Politics & Government

Plan aims to cut state legal costs

Attorney General Rob McKenna says Washington taxpayers pay too much for the negligent acts of their government, and he's drawing up proposals for the 2011 Legislature that might lower future costs.

Washington paid more than $50 million in judgments and legal settlements in 2009 and that cost is four to 12 times higher than comparably sized states such as Massachusetts, Arizona, Tennessee and Indiana, according to McKenna, a second-term Republican.

McKenna said the state spent another $19 million in legal costs fighting the suits, money he’d rather see spent on needed programs.

“Our liability ought to be in line with other states. Even if we adopted a system like Massachusetts has or Oregon has, we’d be better off,’’ McKenna told The Olympian’s editorial board Monday. Those two states have some limits on liability payouts.

McKenna won’t be alone in looking for ways to change the system in January – whether it’s to limit state damages, limit acts for which the state is liable or to tie the state’s share of payouts to the state’s share of blame.

Democratic Rep. Deb Eddy, a Kirkland lawyer, is looking into ways to clarify work standards for Child Protective Services and the Department of Corrections. And she wants to look at the larger question of how much immunity to lawsuits the state should be waiving. Most states have waived some of their so-called “sovereign immunity” to claims, and Washington was the second to do it in the 1960s – doing so more broadly than other states, according to McKenna and Eddy.

“Washington is a real outlier. It just gave it up and didn’t necessarily put any original sideboards on it,’’ Eddy said of the 1961 immunity waiver. She said a lot is at stake, not just for the state, but also cities and counties.

Past efforts to limit the state’s liability have run headlong into the state’s trial lawyer lobby. It contends that the broad liability laws are needed to make people whole when they are injured by state negligence or when some culpable parties are bankrupt.

Adrianne Williams, spokeswoman for the Washington State Association for Justice in Olympia, said the trial lawyers also believe it is better to focus on preventing injuries and deaths, rather than complaining after the fact.

McKenna said he agrees that the state should pay for damages when it is negligent and harms the public. But he also thinks the state unfairly pays out too much in cases where it’s partly to blame and simply is the party with deep financial pockets.

McKenna has had good luck passing legislation in the Democrat-controlled House and Senate, and he said he is hopeful again in 2011. But he could encounter a fight – since it is widely speculated he will announce his bid for governor next year, and some Democrats won’t want to give him bragging rights.

McKenna said he knows he’ll have to announce his campaign plans in 2011 but won’t do it until after the legislative session. He did not rule out running for the U.S. Senate, but said he is less focused on that than on a third term as attorney general, or seeking the governorship.

He acknowledged that Gov.

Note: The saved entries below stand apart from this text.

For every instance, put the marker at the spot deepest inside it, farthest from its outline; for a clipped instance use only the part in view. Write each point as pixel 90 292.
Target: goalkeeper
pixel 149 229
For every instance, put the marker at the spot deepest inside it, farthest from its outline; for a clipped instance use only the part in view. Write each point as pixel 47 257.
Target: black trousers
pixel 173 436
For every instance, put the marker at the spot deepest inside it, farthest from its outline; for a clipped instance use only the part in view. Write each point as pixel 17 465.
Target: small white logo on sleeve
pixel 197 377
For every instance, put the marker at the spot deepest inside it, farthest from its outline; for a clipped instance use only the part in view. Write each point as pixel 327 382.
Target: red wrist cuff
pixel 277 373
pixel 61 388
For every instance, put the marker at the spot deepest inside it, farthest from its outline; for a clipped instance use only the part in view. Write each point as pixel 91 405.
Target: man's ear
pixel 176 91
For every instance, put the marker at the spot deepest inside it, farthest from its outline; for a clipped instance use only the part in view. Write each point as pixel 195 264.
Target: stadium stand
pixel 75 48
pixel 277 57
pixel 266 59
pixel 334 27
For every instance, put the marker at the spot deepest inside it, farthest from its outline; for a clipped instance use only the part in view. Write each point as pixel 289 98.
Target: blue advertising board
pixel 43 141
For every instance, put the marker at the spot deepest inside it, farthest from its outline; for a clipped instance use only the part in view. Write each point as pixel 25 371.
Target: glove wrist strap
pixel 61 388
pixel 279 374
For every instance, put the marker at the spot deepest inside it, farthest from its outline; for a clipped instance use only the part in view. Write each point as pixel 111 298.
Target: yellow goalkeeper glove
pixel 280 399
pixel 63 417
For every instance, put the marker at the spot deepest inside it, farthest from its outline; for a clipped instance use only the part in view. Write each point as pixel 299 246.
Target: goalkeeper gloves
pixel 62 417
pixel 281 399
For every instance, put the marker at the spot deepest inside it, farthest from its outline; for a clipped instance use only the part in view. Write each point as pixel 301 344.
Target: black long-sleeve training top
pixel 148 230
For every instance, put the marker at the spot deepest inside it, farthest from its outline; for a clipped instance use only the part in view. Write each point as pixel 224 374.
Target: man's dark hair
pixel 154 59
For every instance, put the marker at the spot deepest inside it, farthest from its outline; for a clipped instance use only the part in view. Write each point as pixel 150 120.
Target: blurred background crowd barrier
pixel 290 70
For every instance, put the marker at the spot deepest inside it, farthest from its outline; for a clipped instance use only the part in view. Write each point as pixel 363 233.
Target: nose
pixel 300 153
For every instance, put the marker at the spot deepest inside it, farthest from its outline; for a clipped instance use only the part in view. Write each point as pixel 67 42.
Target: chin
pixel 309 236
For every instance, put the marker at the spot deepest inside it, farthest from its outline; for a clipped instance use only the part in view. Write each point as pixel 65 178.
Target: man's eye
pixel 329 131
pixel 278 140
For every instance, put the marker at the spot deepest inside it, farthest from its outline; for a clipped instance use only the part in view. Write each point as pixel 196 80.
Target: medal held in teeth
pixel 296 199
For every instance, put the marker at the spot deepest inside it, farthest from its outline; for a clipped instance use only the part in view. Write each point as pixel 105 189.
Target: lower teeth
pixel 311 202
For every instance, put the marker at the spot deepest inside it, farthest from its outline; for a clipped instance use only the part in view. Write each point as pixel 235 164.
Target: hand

Chris Gregoire has opposed tort changes.

Even so, he’s offered half a dozen ideas to Eddy and Democratic Rep. Ruth Kagi of Lake Forest Park. Among them are limits on damage payments and apportioning costs of a judgment according to a party’s share of blame. Another is to change the law so defendants in personal injury cases involving car wrecks can introduce evidence that a plaintiff did not wear seat belts.

Eddy said she thinks the time is right to broaden the discussion. She said she wants to avoid the Republican-vs.-Democrat fights she has seen over liability issues in the past and to find an area where reformers and trial lawyers can find comfort.

One idea she’s exploring is to better define where the state really is liable for child-safety and Department of Corrections errors, in effect defining a “standard of care” that could help clarify duties for state workers.

Another is a sort of no-fault fund that could be used to help those who are damaged in child-protection cases.

“As a matter of public policy it does not always have to happen by a lawsuit,’’ Eddy said. “It’s not that I’m not sympathetic to the concept of justice and the concept of access to justice for everybody. The question is, how do you deliver it? We may finally be at a point where we can at least have a conversation where we can have alternative ways that cost less money.’’

Like Eddy, McKenna said he wants to save state resources for programs worth saving. He said the state had to share in a $30 million payout in a case where a motorist was left paralyzed when another vehicle rear-ended his in a construction zone along Interstate 5 in Seattle. A traffic-flow meter had stopped the first vehicle, and both the contractor and second motorist were sued.

The insurer wanted to go to trial, and the state ended up paying a share of damages. McKenna said the theory was that the state shared blame because a nearby overpass cast a shadow over the accident area.